Operation Demetrius

Published in 20th-century / Contemporary History, Features, Issue 6 (Nov/Dec 2011), Troubles in Northern Ireland, Volume 19

Many internees were held in an internment camp built on a disused RAF base at Long Kesh near Lisburn, Co. Antrim. (An Phoblacht)

Many internees were held in an internment camp built on a disused RAF base at Long Kesh near Lisburn, Co. Antrim. (An Phoblacht)

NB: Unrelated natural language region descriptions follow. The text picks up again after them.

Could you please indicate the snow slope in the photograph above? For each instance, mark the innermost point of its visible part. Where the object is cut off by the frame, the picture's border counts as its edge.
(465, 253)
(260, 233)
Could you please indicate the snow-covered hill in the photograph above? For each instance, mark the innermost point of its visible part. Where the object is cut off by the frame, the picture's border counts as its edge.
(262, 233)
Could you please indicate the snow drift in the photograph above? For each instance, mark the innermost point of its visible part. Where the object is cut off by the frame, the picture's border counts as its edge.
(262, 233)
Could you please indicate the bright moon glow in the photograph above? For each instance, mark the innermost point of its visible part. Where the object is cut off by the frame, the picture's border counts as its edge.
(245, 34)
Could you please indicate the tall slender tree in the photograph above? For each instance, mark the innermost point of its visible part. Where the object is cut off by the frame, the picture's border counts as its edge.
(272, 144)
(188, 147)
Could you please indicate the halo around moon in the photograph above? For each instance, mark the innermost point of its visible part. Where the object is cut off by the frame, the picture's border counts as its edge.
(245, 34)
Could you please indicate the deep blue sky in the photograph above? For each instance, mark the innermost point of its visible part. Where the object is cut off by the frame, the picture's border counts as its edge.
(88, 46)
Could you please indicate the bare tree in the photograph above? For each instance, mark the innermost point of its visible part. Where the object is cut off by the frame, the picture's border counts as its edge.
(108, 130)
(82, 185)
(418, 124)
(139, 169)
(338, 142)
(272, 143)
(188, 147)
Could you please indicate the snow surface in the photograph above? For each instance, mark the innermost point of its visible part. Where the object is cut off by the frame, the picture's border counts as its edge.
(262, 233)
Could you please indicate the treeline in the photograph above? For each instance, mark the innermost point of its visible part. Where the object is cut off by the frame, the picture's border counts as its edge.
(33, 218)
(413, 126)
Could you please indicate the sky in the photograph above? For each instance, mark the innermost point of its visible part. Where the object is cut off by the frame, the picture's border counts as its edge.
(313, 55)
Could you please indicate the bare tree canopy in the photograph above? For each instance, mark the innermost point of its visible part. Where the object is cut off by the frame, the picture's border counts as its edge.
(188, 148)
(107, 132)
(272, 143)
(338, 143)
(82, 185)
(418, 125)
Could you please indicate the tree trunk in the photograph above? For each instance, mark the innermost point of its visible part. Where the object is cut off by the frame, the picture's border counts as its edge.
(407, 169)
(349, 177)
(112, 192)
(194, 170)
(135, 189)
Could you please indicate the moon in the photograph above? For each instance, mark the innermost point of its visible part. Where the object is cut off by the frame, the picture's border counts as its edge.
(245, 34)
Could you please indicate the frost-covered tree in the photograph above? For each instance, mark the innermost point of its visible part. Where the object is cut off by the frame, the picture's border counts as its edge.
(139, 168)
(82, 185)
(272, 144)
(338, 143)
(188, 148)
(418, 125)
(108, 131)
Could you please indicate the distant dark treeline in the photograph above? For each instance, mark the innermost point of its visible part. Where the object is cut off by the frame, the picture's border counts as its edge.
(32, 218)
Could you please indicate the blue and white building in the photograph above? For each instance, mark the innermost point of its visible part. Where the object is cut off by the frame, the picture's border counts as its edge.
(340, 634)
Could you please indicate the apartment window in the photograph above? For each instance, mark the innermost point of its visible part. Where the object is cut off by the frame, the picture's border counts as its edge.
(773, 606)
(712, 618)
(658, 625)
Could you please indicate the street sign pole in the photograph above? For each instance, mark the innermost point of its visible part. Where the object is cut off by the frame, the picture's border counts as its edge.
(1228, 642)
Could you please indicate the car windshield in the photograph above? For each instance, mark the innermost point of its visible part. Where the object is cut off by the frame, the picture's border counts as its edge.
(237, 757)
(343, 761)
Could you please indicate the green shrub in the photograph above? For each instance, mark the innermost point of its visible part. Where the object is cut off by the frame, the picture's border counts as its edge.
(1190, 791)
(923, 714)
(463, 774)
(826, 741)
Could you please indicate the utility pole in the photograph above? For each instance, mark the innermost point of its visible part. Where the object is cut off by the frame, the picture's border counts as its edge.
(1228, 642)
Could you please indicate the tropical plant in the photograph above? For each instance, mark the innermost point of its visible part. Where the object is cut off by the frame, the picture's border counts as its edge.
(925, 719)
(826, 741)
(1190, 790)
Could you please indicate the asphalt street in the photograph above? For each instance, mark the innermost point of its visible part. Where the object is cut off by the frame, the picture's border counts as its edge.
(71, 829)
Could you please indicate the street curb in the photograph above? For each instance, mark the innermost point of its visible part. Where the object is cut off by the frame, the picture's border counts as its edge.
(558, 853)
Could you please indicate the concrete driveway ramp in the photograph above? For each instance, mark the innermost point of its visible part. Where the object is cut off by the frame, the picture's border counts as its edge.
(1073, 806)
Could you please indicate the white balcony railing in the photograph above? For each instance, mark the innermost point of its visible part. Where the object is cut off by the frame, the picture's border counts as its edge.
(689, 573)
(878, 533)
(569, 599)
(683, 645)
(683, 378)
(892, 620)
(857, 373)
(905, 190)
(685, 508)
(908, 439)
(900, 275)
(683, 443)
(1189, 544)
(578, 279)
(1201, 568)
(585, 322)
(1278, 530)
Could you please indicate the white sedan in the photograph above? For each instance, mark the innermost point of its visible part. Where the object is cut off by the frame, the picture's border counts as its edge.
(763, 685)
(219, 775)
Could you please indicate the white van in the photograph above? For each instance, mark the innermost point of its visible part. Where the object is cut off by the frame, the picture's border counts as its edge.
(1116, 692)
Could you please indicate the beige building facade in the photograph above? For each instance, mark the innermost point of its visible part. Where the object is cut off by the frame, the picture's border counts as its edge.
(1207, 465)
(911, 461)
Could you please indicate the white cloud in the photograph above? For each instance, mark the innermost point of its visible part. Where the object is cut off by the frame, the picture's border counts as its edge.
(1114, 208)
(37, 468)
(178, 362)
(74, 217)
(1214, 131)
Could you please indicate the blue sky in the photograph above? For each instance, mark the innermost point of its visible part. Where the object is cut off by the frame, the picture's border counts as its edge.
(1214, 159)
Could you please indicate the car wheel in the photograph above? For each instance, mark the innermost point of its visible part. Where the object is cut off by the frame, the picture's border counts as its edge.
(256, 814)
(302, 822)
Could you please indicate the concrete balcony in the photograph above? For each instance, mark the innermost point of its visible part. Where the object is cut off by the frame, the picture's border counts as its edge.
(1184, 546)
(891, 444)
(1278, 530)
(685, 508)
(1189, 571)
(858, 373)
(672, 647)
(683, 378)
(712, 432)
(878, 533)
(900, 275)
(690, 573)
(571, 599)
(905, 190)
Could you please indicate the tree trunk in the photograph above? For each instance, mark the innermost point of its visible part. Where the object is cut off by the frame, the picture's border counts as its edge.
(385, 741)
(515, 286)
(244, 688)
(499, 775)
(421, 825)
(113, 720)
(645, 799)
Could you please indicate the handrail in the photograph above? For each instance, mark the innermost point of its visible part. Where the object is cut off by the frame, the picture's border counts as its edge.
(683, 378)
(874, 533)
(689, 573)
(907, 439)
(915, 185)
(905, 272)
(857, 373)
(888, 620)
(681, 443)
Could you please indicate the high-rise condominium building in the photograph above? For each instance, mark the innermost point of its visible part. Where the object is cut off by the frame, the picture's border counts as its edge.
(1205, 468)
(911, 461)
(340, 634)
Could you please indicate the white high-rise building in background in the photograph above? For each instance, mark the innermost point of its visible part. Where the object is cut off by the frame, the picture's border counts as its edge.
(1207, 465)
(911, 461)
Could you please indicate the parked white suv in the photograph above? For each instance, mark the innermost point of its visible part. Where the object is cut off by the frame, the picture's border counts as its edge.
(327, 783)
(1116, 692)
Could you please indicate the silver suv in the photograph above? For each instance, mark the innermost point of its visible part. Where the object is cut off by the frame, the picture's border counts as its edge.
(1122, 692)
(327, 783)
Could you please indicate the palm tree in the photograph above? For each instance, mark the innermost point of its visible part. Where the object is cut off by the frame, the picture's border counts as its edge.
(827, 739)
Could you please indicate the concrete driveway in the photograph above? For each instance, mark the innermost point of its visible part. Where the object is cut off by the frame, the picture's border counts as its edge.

Operation Demetrius (or internment, as it was known) began at 4.30am on Monday 9 August 1971, when the British Army began arresting those identified by the RUC. Of the 342 men arrested, 116 were released within 48 hours. Some 226 men were detained: 86 from Belfast, 60 from County Derry, 20 from the Newry area, 20 from Armagh and 40 from Fermanagh and Tyrone. Internment continued until 5 December 1975. During that time 1,981 people were detained; 1,874 were Catholic/republican, while 107 were Protestant/loyalist. Shortly after the first arrests, many internees were held in an internment camp built on a disused RAF base at Long Kesh near Lisburn, Co. Antrim. Of the 160 men in Crumlin Road prison, no more than 80 had anything to do with the IRA, and of these only four were senior officers (none of them the top men). The rest of the internees were political opponents of the Unionists—like People’s Democracy and Northern Ireland Civil Rights Association members, old retired IRA ex-internees, militant trade unionists, public speakers and, in some cases, people held on mistaken identity.